‘Cousins’ authors return to Harrisonburg, EMU where their journey of racial reconciliation began

Betty Kilby Baldwin and Phoebe Kilby have told their remarkable story of reconciliation and reparation 37 times in seven months across the country, with features in The Baltimore Sun, BBC News, and a Netflix documentary

In March, the co-authors of “Cousins: Connected Through Slavery” (Walnut Street Books, 2021) visit Harrisonburg to share more. 

Eastern Mennonite University is a special place to both women; it’s where they met in a five-day class titled “Coming to the Table,” during the 2007 Summer Peacebuilding Institute. Kilby holds a graduate certificate in conflict transformation and was the former first advancement director for CJP. Their connection continued through the development of the CTTT organization; its goal is to bring together descendants of slave owners and enslaved people to talk about racial reconciliation.

Their new book gives space for each woman to tell her story — Betty’s experience as one of the first Black children to attend a desegregated school in Rappahannock County, Phoebe’s desire to repair harms after a privileged life, the story of their meeting and ongoing work together. 

They’ll talk about all of this and answer questions from the audience at two events:

  • On Wednesday, March 23, at 10:10 a.m. in Lehman Auditorium at EMU, Baldwin and Kilby will speak at a convocation in honor of Women’s History Month.

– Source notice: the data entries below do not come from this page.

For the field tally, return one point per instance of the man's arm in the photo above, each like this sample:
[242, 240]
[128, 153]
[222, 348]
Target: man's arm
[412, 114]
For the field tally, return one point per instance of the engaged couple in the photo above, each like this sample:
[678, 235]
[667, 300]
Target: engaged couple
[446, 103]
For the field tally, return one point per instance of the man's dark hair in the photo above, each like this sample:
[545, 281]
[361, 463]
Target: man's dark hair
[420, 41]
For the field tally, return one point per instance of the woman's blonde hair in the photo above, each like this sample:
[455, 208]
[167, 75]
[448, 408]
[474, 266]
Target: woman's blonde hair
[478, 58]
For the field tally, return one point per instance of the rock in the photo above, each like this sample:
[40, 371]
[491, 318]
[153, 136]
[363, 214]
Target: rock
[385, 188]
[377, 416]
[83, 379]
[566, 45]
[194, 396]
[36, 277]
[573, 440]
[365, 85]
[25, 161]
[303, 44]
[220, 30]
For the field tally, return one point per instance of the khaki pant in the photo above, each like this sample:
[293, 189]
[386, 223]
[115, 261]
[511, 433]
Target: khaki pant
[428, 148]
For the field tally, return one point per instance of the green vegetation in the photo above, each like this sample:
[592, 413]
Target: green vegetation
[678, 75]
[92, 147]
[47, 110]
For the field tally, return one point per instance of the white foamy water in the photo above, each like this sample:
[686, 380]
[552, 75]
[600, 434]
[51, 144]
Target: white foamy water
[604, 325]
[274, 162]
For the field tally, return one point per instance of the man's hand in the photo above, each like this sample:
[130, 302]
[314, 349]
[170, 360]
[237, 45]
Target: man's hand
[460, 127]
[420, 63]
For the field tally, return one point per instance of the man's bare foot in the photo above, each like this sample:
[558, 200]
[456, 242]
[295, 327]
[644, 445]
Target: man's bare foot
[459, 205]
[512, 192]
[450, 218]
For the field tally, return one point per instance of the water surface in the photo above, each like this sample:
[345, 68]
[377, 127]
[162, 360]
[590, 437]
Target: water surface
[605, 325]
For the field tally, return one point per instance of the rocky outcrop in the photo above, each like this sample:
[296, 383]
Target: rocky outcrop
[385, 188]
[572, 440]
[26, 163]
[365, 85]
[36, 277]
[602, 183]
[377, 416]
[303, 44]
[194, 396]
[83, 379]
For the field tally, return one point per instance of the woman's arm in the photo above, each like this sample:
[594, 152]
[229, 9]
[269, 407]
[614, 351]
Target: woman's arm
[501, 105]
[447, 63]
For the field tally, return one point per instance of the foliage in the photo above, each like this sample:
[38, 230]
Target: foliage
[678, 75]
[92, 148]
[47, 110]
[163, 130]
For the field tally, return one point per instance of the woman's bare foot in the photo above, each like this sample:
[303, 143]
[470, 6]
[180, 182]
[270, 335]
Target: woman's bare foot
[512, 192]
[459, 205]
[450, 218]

Masks are optional. This event will be livestreamed on EMU’s Facebook Live page. [You do not need to be a member of Facebook to watch.]

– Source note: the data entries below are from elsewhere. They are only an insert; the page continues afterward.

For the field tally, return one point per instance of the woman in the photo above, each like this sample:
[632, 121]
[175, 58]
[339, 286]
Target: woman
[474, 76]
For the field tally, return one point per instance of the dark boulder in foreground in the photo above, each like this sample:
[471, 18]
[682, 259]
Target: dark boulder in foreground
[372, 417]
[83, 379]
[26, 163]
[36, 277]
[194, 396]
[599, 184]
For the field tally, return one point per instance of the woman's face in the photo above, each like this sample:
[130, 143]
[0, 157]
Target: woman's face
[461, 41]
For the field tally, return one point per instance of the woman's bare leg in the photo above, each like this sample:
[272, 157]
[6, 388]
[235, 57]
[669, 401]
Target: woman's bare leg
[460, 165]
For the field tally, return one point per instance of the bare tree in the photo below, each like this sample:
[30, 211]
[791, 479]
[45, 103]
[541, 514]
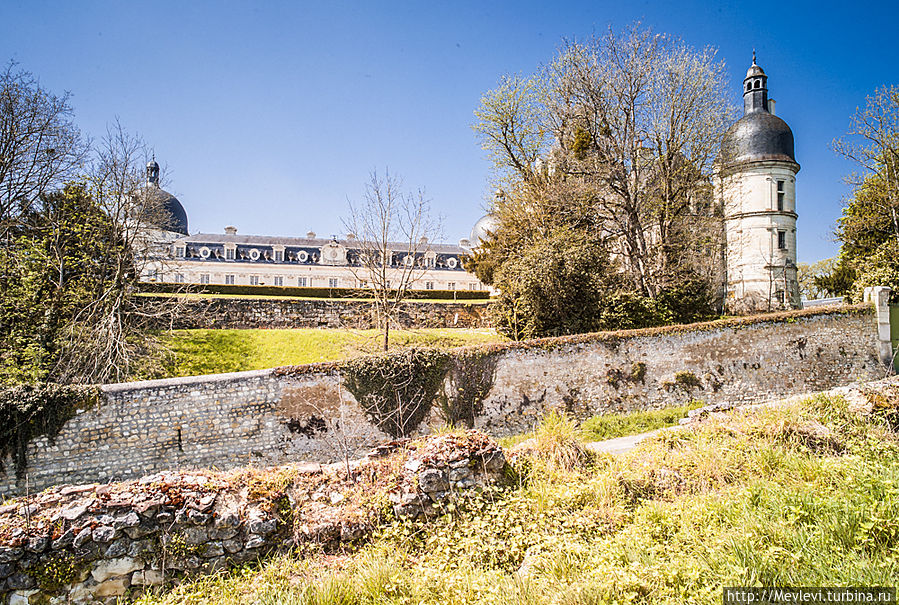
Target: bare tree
[40, 146]
[394, 230]
[114, 332]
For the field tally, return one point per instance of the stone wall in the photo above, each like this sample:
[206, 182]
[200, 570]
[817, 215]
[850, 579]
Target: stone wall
[250, 313]
[91, 543]
[305, 413]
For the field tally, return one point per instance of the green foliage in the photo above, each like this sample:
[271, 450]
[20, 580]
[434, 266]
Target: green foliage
[748, 500]
[838, 280]
[396, 390]
[196, 352]
[41, 410]
[292, 291]
[470, 379]
[610, 426]
[60, 568]
[554, 287]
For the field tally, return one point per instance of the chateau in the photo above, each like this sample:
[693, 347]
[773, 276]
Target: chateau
[314, 262]
[757, 188]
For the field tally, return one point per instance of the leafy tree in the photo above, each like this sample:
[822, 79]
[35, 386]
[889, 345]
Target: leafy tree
[869, 228]
[40, 146]
[615, 138]
[555, 286]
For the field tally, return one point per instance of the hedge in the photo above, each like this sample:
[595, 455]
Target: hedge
[361, 293]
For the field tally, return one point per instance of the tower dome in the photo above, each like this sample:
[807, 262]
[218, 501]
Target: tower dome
[759, 135]
[173, 217]
[482, 229]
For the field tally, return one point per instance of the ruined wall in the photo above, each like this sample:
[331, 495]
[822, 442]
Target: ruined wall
[249, 313]
[304, 413]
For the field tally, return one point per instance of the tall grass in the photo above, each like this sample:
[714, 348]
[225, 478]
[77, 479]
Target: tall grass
[197, 352]
[753, 499]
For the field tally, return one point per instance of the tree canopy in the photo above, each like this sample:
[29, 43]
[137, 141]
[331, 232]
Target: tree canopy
[610, 146]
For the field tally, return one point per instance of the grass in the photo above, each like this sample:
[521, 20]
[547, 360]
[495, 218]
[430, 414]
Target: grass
[610, 426]
[804, 494]
[198, 352]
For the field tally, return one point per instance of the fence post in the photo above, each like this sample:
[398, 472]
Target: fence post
[879, 296]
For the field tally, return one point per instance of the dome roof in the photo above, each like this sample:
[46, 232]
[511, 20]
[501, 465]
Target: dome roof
[485, 225]
[174, 218]
[757, 136]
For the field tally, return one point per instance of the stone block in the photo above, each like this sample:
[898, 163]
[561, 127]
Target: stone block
[103, 570]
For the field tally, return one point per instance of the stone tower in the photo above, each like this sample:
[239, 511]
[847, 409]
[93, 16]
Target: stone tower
[757, 172]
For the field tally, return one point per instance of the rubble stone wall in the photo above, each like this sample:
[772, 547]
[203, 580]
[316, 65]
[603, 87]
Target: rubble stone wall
[304, 413]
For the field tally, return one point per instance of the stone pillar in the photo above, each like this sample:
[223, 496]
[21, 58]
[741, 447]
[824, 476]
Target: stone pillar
[879, 296]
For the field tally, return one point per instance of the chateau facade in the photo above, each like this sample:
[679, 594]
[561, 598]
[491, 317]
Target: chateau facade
[310, 261]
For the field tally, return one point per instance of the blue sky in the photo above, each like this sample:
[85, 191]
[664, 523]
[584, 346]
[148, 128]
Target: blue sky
[270, 115]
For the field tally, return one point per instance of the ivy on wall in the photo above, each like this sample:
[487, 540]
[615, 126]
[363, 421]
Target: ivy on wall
[398, 390]
[34, 410]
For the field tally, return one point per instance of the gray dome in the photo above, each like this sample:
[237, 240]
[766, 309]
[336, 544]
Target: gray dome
[174, 217]
[756, 137]
[485, 225]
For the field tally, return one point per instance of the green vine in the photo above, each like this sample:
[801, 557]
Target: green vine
[470, 379]
[396, 390]
[35, 410]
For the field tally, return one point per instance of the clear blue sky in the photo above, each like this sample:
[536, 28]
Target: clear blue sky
[270, 115]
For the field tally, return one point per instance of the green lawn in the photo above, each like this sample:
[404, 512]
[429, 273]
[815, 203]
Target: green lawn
[215, 351]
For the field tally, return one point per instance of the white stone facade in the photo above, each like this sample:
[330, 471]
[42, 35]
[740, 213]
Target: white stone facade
[759, 202]
[232, 259]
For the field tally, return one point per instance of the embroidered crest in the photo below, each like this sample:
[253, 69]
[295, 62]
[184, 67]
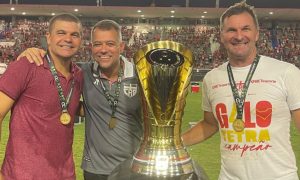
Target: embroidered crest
[130, 90]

The talks are sponsored by EMU, as well as the university’s Center for Justice and Peacebuilding. Kilby earned a graduate certificate in conflict transformation from the center in 2004 and worked as the center’s first development associate.

She and Baldwin met through the racial reconciliation organization Coming to the Table, which started at EMU in 2006 and continues today as a program of Restorative Justice for Oakland Youth. Nearly 50 CTTT local affiliate groups can be found in 19 states.